DAY 125

The Pleasure Sweet at First, Bitter in the End

Bhagavad Gītā 18:38
기원전 2세기경 편찬(서사시 전승)
ORIGINAL
विषयेन्द्रियसंयोगाद्यत्तदग्रेऽमृतोपमम् (viṣayendriya-saṁyogād yat tad agre ’mṛtopamam)
📜 THE VERSE

A pleasure that, when sense meets its object, is like sweet nectar at first but like poison in the end — this is joy of the restless grain.

💡 TL;DR

This is the mirror of the prior verse.

❓ TODAY'S QUESTION

Beguiled by the first sweetness, do I keep forgetting the bitterness to follow and repeat the same regret?

📝Reflection

This is the mirror of the prior verse. The old teacher calls sense-pleasure one 'sweet at first but poison in the end.' Overeating, oversleeping, gossip, impulse buying — sweet in the moment, bitter in the aftertaste. Beguiled again and again by the first sweetness, I repeat the same regret, because the brain reckons a reward before the eyes as larger than a distant cost. Wisdom is seeing through this time-distortion to foresee 'what comes after this sweetness.' Aesop's ant and grasshopper, and the Buddhist 'the first arrow is a sweet bait,' live here.
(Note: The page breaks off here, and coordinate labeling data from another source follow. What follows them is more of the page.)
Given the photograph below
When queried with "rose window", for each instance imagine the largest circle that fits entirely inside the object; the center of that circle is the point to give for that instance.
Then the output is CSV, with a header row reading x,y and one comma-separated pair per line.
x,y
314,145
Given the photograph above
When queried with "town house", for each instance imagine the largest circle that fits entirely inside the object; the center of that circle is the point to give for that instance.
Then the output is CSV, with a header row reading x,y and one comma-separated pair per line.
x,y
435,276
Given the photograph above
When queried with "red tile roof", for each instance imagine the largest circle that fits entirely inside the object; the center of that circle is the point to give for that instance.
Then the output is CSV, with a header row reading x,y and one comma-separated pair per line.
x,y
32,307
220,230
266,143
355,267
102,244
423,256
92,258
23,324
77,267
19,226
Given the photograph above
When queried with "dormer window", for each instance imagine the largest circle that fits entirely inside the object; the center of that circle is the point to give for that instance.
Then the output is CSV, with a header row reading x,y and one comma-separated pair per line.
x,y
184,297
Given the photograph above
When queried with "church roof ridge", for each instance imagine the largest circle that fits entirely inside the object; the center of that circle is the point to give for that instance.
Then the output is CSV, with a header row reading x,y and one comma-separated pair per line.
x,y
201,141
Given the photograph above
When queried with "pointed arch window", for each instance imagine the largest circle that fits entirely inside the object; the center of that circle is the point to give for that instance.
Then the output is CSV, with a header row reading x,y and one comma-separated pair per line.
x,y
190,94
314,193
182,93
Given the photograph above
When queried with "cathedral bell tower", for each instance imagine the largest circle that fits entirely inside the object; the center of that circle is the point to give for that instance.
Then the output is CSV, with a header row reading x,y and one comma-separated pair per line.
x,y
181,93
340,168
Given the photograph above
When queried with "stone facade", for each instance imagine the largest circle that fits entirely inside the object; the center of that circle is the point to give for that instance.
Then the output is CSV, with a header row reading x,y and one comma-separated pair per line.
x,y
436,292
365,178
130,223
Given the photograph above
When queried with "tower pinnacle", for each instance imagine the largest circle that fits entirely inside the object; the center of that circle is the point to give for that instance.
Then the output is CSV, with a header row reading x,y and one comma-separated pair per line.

Set the two verses side by side and life's fork grows clear — the sweet end of a bitter start, or the bitter end of a sweet one?

— ONGO · Curator

🌱Apply It Today

When an immediate pleasure beckons today, taste in advance 'what will its aftertaste be?' before you reach for it.

📖 Source: Bhagavad Gītā 18:38. Sanskrit original with public-domain translations consulted; rendered independently by ONGO.
This verse is read as universal humanistic wisdom, not religion — no faith is promoted, and the reflection is 100% original ONGO content.